I can take a look tomorrow. One way to help: You can use DynamicGraph.logLevel = .verbose to see output on each layer. This will help you to locate at which layer the divergence happen.

Also, it might be your input is too irregular and some internal normalization layer is not happy with that (try x.randn() instead, rather than x.full(1)).

Also, you can use debugPrint(out) to pretty print the tensor into terminal.

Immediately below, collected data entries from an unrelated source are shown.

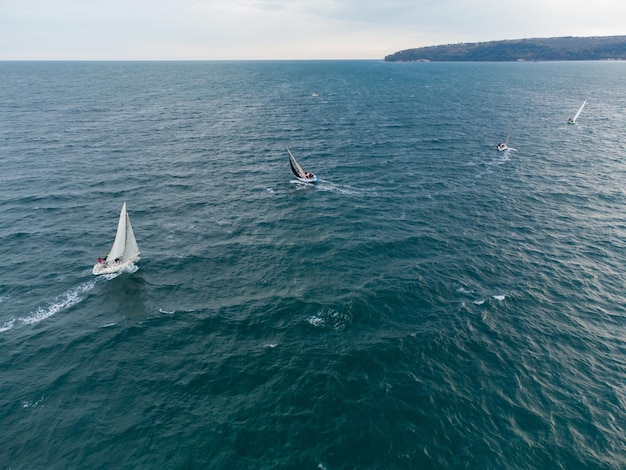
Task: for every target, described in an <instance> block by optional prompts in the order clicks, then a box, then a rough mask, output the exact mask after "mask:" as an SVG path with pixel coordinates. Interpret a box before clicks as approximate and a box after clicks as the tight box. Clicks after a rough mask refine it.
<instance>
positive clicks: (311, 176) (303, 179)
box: [287, 147, 317, 183]
mask: <svg viewBox="0 0 626 470" xmlns="http://www.w3.org/2000/svg"><path fill="white" fill-rule="evenodd" d="M287 152H289V165H290V166H291V171H292V172H293V174H294V175H295V176H296V178H297V179H298V181H302V182H303V183H317V176H315V175H314V174H313V173H311V172H310V171H304V170H303V169H302V167H301V166H300V164H299V163H298V162H297V161H296V159H295V157H294V156H293V154H292V153H291V150H289V147H287Z"/></svg>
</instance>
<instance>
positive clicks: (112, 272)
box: [92, 201, 140, 276]
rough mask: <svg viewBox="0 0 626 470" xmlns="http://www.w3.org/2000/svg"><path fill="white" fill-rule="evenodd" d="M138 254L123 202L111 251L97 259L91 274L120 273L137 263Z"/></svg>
mask: <svg viewBox="0 0 626 470" xmlns="http://www.w3.org/2000/svg"><path fill="white" fill-rule="evenodd" d="M139 253H140V251H139V247H138V246H137V240H135V234H134V233H133V227H132V225H131V224H130V217H128V212H126V202H125V201H124V205H123V206H122V210H121V212H120V220H119V221H118V223H117V233H116V234H115V241H114V242H113V246H112V247H111V251H109V254H108V255H106V256H105V257H104V258H98V262H97V263H96V264H95V265H94V267H93V271H92V272H93V273H94V274H95V275H96V276H98V275H100V274H111V273H116V272H118V271H121V270H122V269H124V268H125V267H127V266H129V265H130V264H132V263H134V262H135V261H139Z"/></svg>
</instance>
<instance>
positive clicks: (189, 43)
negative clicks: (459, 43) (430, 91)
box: [0, 0, 626, 60]
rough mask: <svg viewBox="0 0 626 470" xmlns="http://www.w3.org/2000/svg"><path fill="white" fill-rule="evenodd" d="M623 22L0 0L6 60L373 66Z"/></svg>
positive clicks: (456, 8)
mask: <svg viewBox="0 0 626 470" xmlns="http://www.w3.org/2000/svg"><path fill="white" fill-rule="evenodd" d="M9 3H11V5H9ZM623 18H626V2H623V0H598V1H596V2H593V3H589V2H588V1H587V0H584V1H583V0H569V1H566V0H528V1H525V2H522V1H518V0H514V1H513V2H502V1H501V0H499V1H496V0H462V1H461V0H441V1H439V2H431V1H425V0H415V1H412V0H388V1H381V0H376V1H372V0H362V1H357V0H294V1H288V0H235V1H232V0H230V1H225V0H219V1H218V0H178V1H177V0H153V1H148V0H109V1H107V2H101V1H95V0H57V1H56V2H49V1H48V0H20V1H17V0H14V1H12V0H0V59H5V60H6V59H296V58H301V59H310V58H320V59H322V58H331V59H332V58H372V59H375V58H382V57H384V56H385V55H386V54H390V53H393V52H396V51H398V50H401V49H408V48H412V47H420V46H427V45H433V44H442V43H443V44H445V43H452V42H473V41H486V40H495V39H514V38H522V37H550V36H569V35H573V36H588V35H611V34H622V33H623Z"/></svg>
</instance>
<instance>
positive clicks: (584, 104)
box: [567, 100, 587, 124]
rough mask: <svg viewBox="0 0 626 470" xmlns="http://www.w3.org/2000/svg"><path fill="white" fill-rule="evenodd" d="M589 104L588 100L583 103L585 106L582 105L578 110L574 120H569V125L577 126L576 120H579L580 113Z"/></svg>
mask: <svg viewBox="0 0 626 470" xmlns="http://www.w3.org/2000/svg"><path fill="white" fill-rule="evenodd" d="M586 104H587V100H585V101H583V104H581V105H580V108H579V109H578V112H577V113H576V115H575V116H574V118H573V119H572V118H569V119H568V120H567V123H568V124H576V119H578V116H580V113H581V112H582V110H583V108H584V107H585V105H586Z"/></svg>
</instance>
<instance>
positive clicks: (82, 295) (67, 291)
mask: <svg viewBox="0 0 626 470" xmlns="http://www.w3.org/2000/svg"><path fill="white" fill-rule="evenodd" d="M95 285H96V280H95V279H92V280H90V281H87V282H85V283H83V284H80V285H78V286H76V287H74V288H72V289H70V290H68V291H67V292H64V293H63V294H61V295H59V296H58V297H57V298H56V299H54V300H53V301H52V302H50V303H48V304H46V305H43V306H41V307H38V308H37V309H36V310H35V311H34V312H32V313H30V314H27V315H26V316H24V317H21V318H12V319H11V320H7V321H5V322H4V324H3V325H0V333H2V332H5V331H9V330H12V329H13V328H14V327H16V326H19V325H33V324H35V323H39V322H40V321H43V320H45V319H47V318H50V317H51V316H53V315H56V314H57V313H59V312H62V311H64V310H67V309H69V308H71V307H73V306H74V305H76V304H78V303H79V302H81V301H83V300H84V299H85V298H87V295H88V294H89V292H91V291H92V290H93V288H94V287H95Z"/></svg>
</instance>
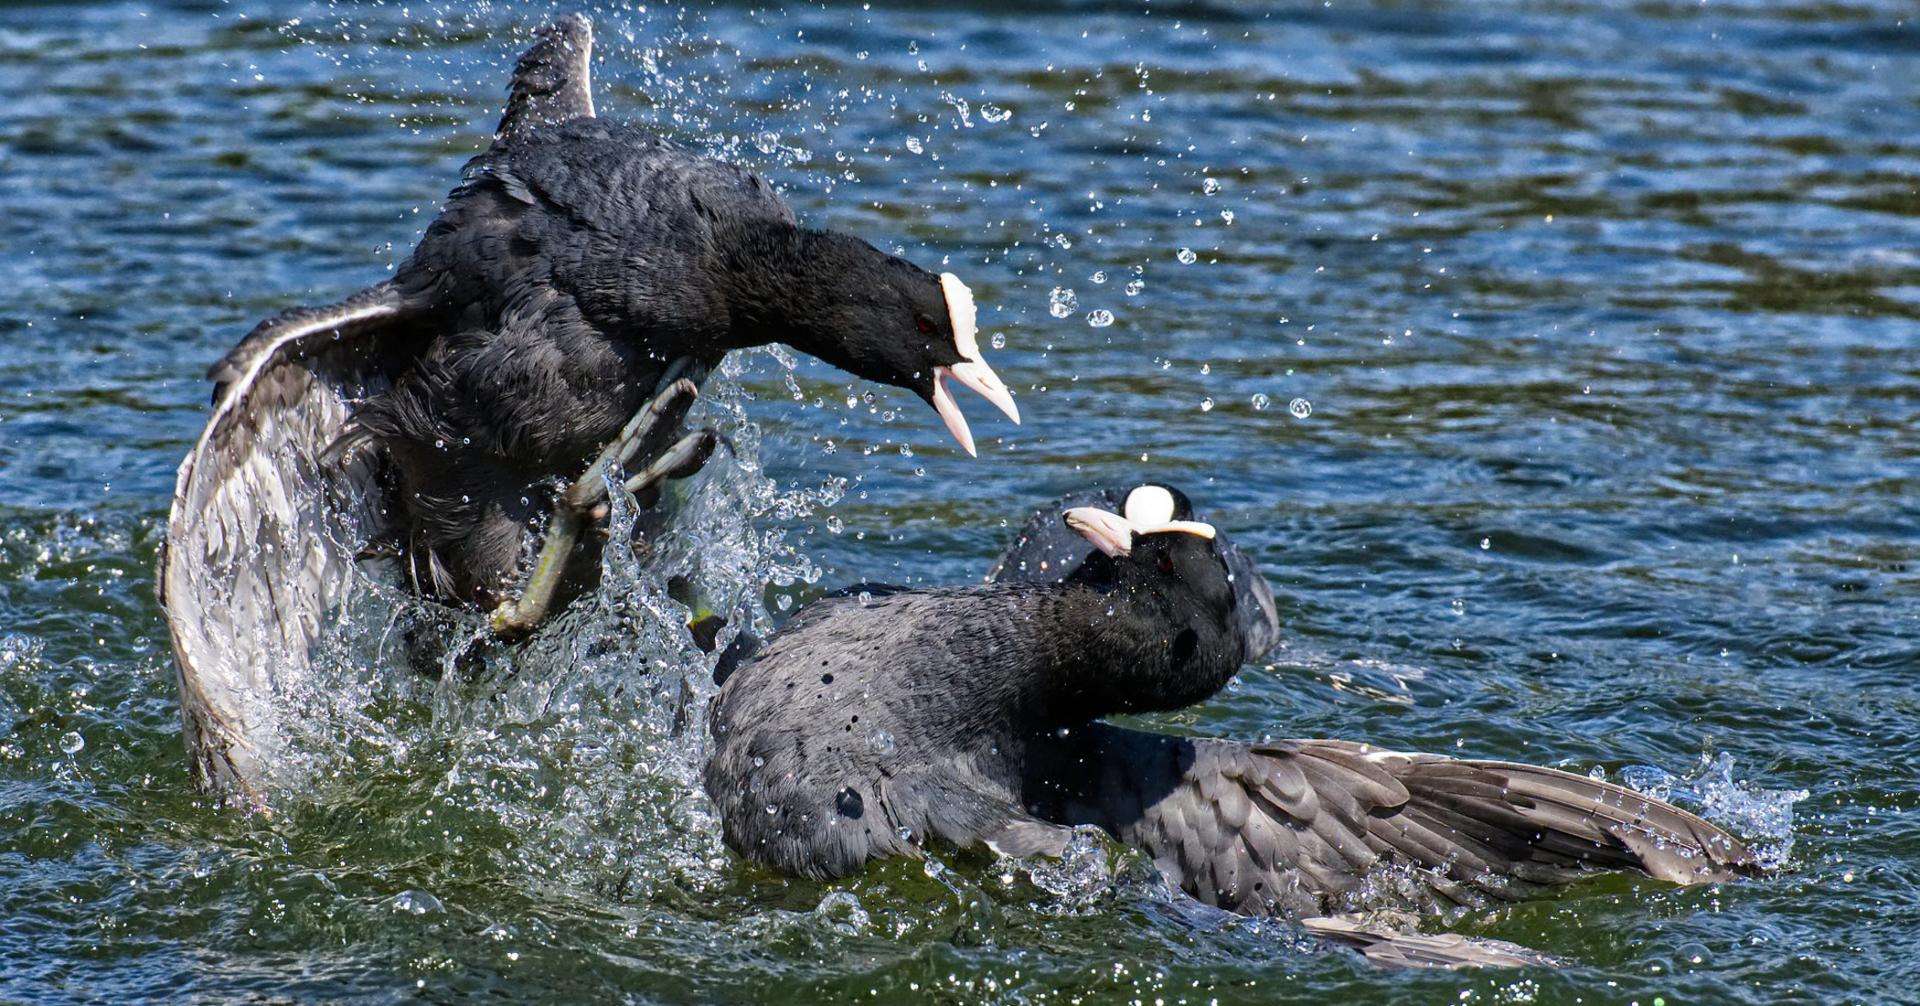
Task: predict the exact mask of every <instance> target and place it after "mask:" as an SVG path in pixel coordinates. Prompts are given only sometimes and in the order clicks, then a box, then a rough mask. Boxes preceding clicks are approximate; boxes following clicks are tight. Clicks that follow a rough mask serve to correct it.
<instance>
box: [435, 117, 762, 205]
mask: <svg viewBox="0 0 1920 1006" xmlns="http://www.w3.org/2000/svg"><path fill="white" fill-rule="evenodd" d="M488 184H497V186H499V188H501V190H505V192H507V194H509V196H511V198H516V200H520V202H526V204H540V202H545V204H551V205H553V207H557V209H561V211H564V213H566V215H570V217H574V219H576V221H582V223H589V225H601V227H618V225H620V223H630V221H636V219H647V217H653V215H660V213H668V215H672V213H695V215H703V217H708V219H770V221H781V223H793V211H791V209H789V207H787V204H785V200H781V198H780V194H778V192H774V188H772V186H770V184H766V180H762V179H760V177H758V175H755V173H751V171H747V169H743V167H739V165H733V163H728V161H722V159H718V157H708V156H705V154H699V152H695V150H689V148H685V146H682V144H676V142H672V140H668V138H666V136H660V134H659V132H653V131H649V129H643V127H637V125H626V123H612V121H607V119H574V121H566V123H555V125H547V127H540V129H534V131H530V132H526V134H524V136H516V138H513V140H511V142H503V144H495V146H493V148H492V150H488V152H484V154H480V156H476V157H474V159H472V161H468V163H467V169H465V171H463V182H461V186H459V188H457V190H455V198H459V196H463V194H467V192H472V190H476V188H480V186H488Z"/></svg>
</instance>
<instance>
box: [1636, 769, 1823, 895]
mask: <svg viewBox="0 0 1920 1006" xmlns="http://www.w3.org/2000/svg"><path fill="white" fill-rule="evenodd" d="M1620 783H1622V785H1628V787H1632V789H1638V791H1642V793H1645V795H1649V797H1655V799H1661V801H1667V802H1672V804H1678V806H1684V808H1688V810H1693V812H1695V814H1699V816H1703V818H1707V820H1711V822H1715V824H1718V826H1720V827H1726V829H1728V831H1734V833H1736V835H1740V837H1743V839H1747V845H1749V847H1751V849H1753V854H1755V856H1757V858H1759V860H1761V866H1763V868H1764V870H1780V868H1784V866H1788V862H1789V860H1791V856H1793V804H1797V802H1801V801H1805V799H1807V795H1809V793H1807V791H1805V789H1763V787H1759V785H1753V783H1747V781H1741V779H1740V778H1738V776H1734V756H1732V754H1728V753H1724V751H1722V753H1718V754H1713V753H1703V754H1701V756H1699V764H1695V766H1693V770H1692V772H1688V774H1672V772H1667V770H1665V768H1659V766H1651V764H1634V766H1626V768H1622V770H1620Z"/></svg>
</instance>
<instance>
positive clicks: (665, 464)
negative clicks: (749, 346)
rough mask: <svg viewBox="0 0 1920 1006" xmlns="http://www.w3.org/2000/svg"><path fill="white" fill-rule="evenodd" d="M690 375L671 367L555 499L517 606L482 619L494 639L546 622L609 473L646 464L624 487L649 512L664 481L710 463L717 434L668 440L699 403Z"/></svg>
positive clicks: (604, 510)
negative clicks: (554, 506) (633, 416)
mask: <svg viewBox="0 0 1920 1006" xmlns="http://www.w3.org/2000/svg"><path fill="white" fill-rule="evenodd" d="M689 369H691V365H689V363H687V361H674V367H670V369H668V372H666V376H664V378H662V384H664V388H662V390H660V392H659V394H657V395H653V401H649V403H647V405H645V407H643V409H641V411H637V413H634V419H630V420H628V424H626V426H624V428H622V430H620V436H616V438H614V440H612V443H609V445H607V449H603V451H601V453H599V457H597V459H593V465H589V467H588V470H586V474H582V476H580V478H578V480H574V484H572V486H568V488H566V491H563V493H561V495H559V499H555V507H553V522H551V524H549V526H547V538H545V541H543V543H541V547H540V557H538V559H536V561H534V572H532V576H528V580H526V587H524V589H522V591H520V597H518V599H516V601H507V603H503V605H499V607H497V609H493V612H492V614H490V616H488V622H490V624H492V628H493V634H495V635H503V637H520V635H526V634H528V632H532V630H534V628H536V626H540V622H541V620H545V618H547V612H549V611H551V607H553V595H555V591H557V589H559V586H561V578H563V574H564V572H566V561H568V557H572V551H574V545H576V543H578V541H580V534H582V532H584V530H586V528H588V526H589V524H591V522H593V520H599V518H603V516H607V505H605V501H607V472H611V470H616V468H624V467H626V465H628V463H632V461H634V459H636V457H643V459H647V463H645V465H643V467H641V470H639V472H637V474H634V476H632V478H628V480H626V484H624V486H626V491H630V493H636V495H637V497H639V499H641V505H647V507H651V505H655V503H657V501H659V490H660V486H662V484H664V482H666V480H668V478H687V476H691V474H695V472H699V470H701V467H705V465H707V459H708V457H712V451H714V445H716V443H718V442H720V434H716V432H712V430H707V428H701V430H693V432H689V434H685V436H680V438H678V440H672V438H674V434H678V432H680V422H682V420H684V419H685V417H687V409H691V407H693V399H695V397H699V388H697V386H695V384H693V380H689V378H685V376H680V374H684V372H687V371H689Z"/></svg>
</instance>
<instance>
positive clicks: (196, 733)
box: [159, 284, 401, 802]
mask: <svg viewBox="0 0 1920 1006" xmlns="http://www.w3.org/2000/svg"><path fill="white" fill-rule="evenodd" d="M399 319H401V305H399V296H397V294H396V292H394V290H392V288H390V286H386V284H382V286H374V288H369V290H365V292H361V294H357V296H353V298H349V299H346V301H342V303H338V305H332V307H321V309H300V311H292V313H286V315H280V317H276V319H269V321H265V323H261V324H259V326H257V328H255V330H253V332H252V334H250V336H248V338H246V340H242V342H240V346H238V347H234V351H232V353H228V355H227V357H225V359H223V361H221V363H219V365H215V367H213V372H211V376H213V380H215V386H217V390H215V405H213V415H211V419H209V420H207V428H205V432H202V434H200V442H198V443H194V449H192V453H188V455H186V461H182V463H180V474H179V482H177V484H175V491H173V513H171V515H169V518H167V543H165V547H163V549H161V561H159V603H161V609H163V611H165V614H167V628H169V632H171V635H173V657H175V668H177V672H179V685H180V716H182V724H184V731H186V747H188V754H190V756H192V764H194V776H196V779H198V781H200V783H202V785H204V787H209V789H213V791H221V793H227V795H232V797H236V799H242V801H248V802H257V801H259V795H261V791H263V787H265V785H267V783H269V781H271V779H273V776H275V770H276V764H278V747H280V741H282V737H284V730H282V720H280V716H282V712H284V699H286V697H288V693H290V689H292V685H294V683H298V680H300V678H301V674H305V672H307V668H309V666H311V662H309V651H311V647H313V643H315V641H317V639H319V635H321V632H323V628H324V624H326V616H328V612H330V611H332V609H334V607H336V605H338V603H340V599H342V591H344V589H346V586H348V582H349V576H351V570H353V561H355V555H357V553H359V549H361V547H363V545H365V541H369V539H371V538H372V536H376V534H378V532H380V528H382V524H384V518H382V491H380V486H378V478H376V468H374V465H376V463H374V459H372V457H371V455H369V451H363V449H361V451H355V449H334V445H336V440H338V436H340V432H342V428H344V426H346V422H348V415H349V409H351V403H353V401H355V399H361V397H365V395H369V394H374V392H378V390H380V388H384V386H386V380H388V378H386V369H384V365H382V361H384V359H390V353H392V347H382V344H390V342H394V338H396V336H394V324H392V323H394V321H399Z"/></svg>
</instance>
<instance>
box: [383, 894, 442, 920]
mask: <svg viewBox="0 0 1920 1006" xmlns="http://www.w3.org/2000/svg"><path fill="white" fill-rule="evenodd" d="M390 904H392V906H394V910H396V912H405V914H409V916H426V914H438V912H445V910H447V906H445V904H440V898H436V897H434V895H430V893H426V891H401V893H397V895H394V900H392V902H390Z"/></svg>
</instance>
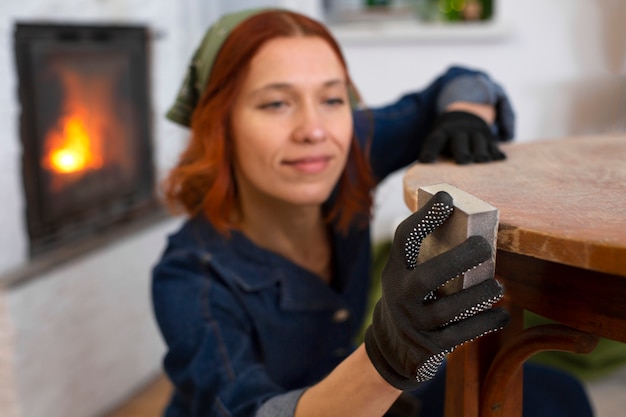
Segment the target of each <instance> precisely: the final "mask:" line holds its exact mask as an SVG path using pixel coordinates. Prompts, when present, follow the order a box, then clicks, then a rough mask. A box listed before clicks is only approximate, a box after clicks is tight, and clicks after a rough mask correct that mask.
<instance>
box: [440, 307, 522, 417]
mask: <svg viewBox="0 0 626 417" xmlns="http://www.w3.org/2000/svg"><path fill="white" fill-rule="evenodd" d="M500 305H501V306H503V307H505V308H506V309H507V310H508V311H509V314H510V315H511V321H510V323H509V325H508V326H507V327H506V328H505V329H503V330H502V331H500V332H496V333H493V334H489V335H486V336H483V337H481V338H479V339H477V340H475V341H474V342H471V343H466V344H465V345H463V346H461V347H459V348H457V349H456V350H455V351H454V352H453V353H452V354H450V355H449V356H448V360H447V365H446V366H447V371H446V400H445V401H446V402H445V408H444V416H445V417H458V416H463V417H479V416H481V415H480V409H481V403H480V401H481V391H482V387H483V385H484V380H485V377H486V375H487V372H488V370H489V368H490V366H491V363H492V362H493V360H494V358H495V357H496V355H497V353H498V351H499V350H500V348H501V347H502V346H503V345H504V343H505V341H506V340H508V339H509V338H511V337H513V336H514V335H515V334H518V333H520V332H521V331H522V329H523V325H524V312H523V310H522V309H521V308H519V307H516V306H514V305H512V304H511V303H510V302H509V300H508V298H506V297H505V299H504V300H502V302H501V303H500ZM522 377H523V375H522V371H521V370H520V371H519V372H518V373H516V374H515V375H511V376H510V378H509V383H508V388H507V395H506V396H505V402H504V403H503V404H501V405H500V407H501V408H502V409H503V410H506V413H505V414H503V415H506V416H507V417H521V416H522V411H521V410H522ZM481 417H482V416H481Z"/></svg>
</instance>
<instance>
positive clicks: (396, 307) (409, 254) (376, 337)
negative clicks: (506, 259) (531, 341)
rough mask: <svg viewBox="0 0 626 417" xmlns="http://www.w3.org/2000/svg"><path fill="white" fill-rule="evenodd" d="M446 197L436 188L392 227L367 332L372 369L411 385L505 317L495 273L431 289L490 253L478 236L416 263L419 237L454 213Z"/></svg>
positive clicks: (476, 264) (504, 317)
mask: <svg viewBox="0 0 626 417" xmlns="http://www.w3.org/2000/svg"><path fill="white" fill-rule="evenodd" d="M452 210H453V208H452V197H450V195H449V194H448V193H446V192H443V191H441V192H438V193H437V194H435V195H434V196H433V197H432V198H431V199H430V201H429V202H428V203H427V204H426V205H425V206H424V207H423V208H422V209H420V210H419V211H418V212H416V213H414V214H412V215H411V216H409V217H408V218H407V219H406V220H404V221H403V222H402V223H401V224H400V226H398V228H397V230H396V233H395V236H394V240H393V245H392V249H391V253H390V256H389V261H388V262H387V265H386V266H385V268H384V269H383V273H382V297H381V299H380V300H379V301H378V304H377V305H376V307H375V309H374V315H373V320H372V324H371V325H370V327H369V328H368V329H367V331H366V333H365V348H366V350H367V353H368V356H369V358H370V360H371V361H372V364H373V365H374V367H375V368H376V369H377V370H378V372H379V373H380V374H381V375H382V377H383V378H384V379H385V380H386V381H387V382H389V383H390V384H391V385H393V386H394V387H396V388H398V389H402V390H413V389H415V388H417V386H418V385H419V384H420V383H422V382H424V381H427V380H429V379H431V378H432V377H433V376H434V375H435V373H436V371H437V368H438V367H439V365H440V364H441V362H442V361H443V360H444V358H445V356H446V354H448V353H450V352H451V351H452V350H453V349H454V348H455V347H457V346H459V345H461V344H463V343H465V342H467V341H470V340H473V339H475V338H477V337H479V336H482V335H484V334H486V333H490V332H492V331H495V330H499V329H501V328H503V327H504V326H505V325H506V324H507V323H508V320H509V316H508V313H507V312H506V311H505V310H503V309H501V308H492V306H493V304H494V303H496V302H497V301H498V300H500V299H501V298H502V295H503V293H504V289H503V287H502V285H500V283H498V282H497V281H496V280H495V279H493V277H490V278H489V279H487V280H485V281H482V282H480V283H479V284H476V285H474V286H472V287H469V288H466V289H463V290H461V291H459V292H455V293H453V294H450V295H444V296H438V295H436V290H437V289H439V288H440V287H441V286H442V285H443V284H445V283H446V282H447V281H449V280H451V279H453V278H454V277H456V276H458V275H460V274H462V273H464V272H466V271H468V270H470V269H471V268H473V267H474V266H477V265H478V264H480V263H481V262H483V261H485V260H487V259H489V258H490V257H491V246H490V245H489V243H488V242H487V240H486V239H485V238H483V237H482V236H472V237H470V238H468V239H467V240H466V241H465V242H464V243H462V244H460V245H459V246H457V247H455V248H453V249H451V250H449V251H447V252H444V253H442V254H440V255H438V256H436V257H433V258H432V259H429V260H427V261H425V262H423V263H420V264H417V255H418V253H419V249H420V246H421V244H422V240H423V239H424V238H425V237H426V235H428V234H429V233H430V232H432V231H433V230H434V229H435V228H437V227H438V226H440V225H441V224H442V223H443V222H444V221H445V220H446V219H447V218H448V217H449V216H450V213H451V212H452Z"/></svg>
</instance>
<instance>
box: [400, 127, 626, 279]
mask: <svg viewBox="0 0 626 417" xmlns="http://www.w3.org/2000/svg"><path fill="white" fill-rule="evenodd" d="M501 149H502V150H503V151H504V152H505V153H506V155H507V159H506V160H505V161H502V162H493V163H488V164H473V165H456V164H454V163H453V162H446V161H444V162H439V163H436V164H420V163H417V164H415V165H413V166H412V167H411V168H409V170H408V171H407V173H406V174H405V176H404V196H405V201H406V203H407V205H408V207H409V208H410V209H411V210H413V211H414V210H416V209H417V190H418V189H419V187H422V186H425V185H432V184H437V183H441V182H447V183H450V184H452V185H454V186H456V187H458V188H461V189H462V190H464V191H467V192H469V193H471V194H473V195H475V196H476V197H478V198H480V199H483V200H484V201H486V202H488V203H490V204H492V205H493V206H495V207H497V208H498V209H499V211H500V227H499V231H498V249H501V250H505V251H508V252H514V253H518V254H522V255H527V256H532V257H536V258H539V259H543V260H547V261H554V262H558V263H562V264H565V265H571V266H575V267H581V268H585V269H590V270H594V271H598V272H605V273H610V274H616V275H622V276H626V134H612V135H599V136H585V137H571V138H563V139H551V140H543V141H532V142H522V143H510V144H503V145H501Z"/></svg>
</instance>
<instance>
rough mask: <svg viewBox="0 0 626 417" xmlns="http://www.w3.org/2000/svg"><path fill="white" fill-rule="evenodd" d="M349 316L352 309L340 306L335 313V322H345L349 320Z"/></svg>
mask: <svg viewBox="0 0 626 417" xmlns="http://www.w3.org/2000/svg"><path fill="white" fill-rule="evenodd" d="M348 317H350V311H348V309H347V308H340V309H339V310H337V311H335V314H333V321H334V322H335V323H343V322H344V321H346V320H348Z"/></svg>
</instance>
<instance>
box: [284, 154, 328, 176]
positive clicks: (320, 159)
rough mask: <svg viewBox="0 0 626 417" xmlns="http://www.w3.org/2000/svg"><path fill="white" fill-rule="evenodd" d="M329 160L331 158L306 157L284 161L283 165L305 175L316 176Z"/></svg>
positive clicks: (325, 168)
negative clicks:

ghost commented 1 year ago

Thanks a lot! I tried random also, still its non deterministic

ghost commented 1 year ago

Also, this bug is in the NCHW branch

liuliu commented 1 year ago

You surely meant NHWC? Otherwise the shape doesn't make sense.

ghost commented 1 year ago

sorry i mean NHWC, but i can reproduce this in master also

ghost commented 1 year ago

https://github.com/brappier/swift-diffusion-bug-repro-1/commit/c108375d4209de6e35c881be8f7ff6e27b7ca69f

You can repro using this patch

Run the binary 5-6 times and you will see inconstancy

ghost commented 1 year ago

Any idea what could be causing this issue?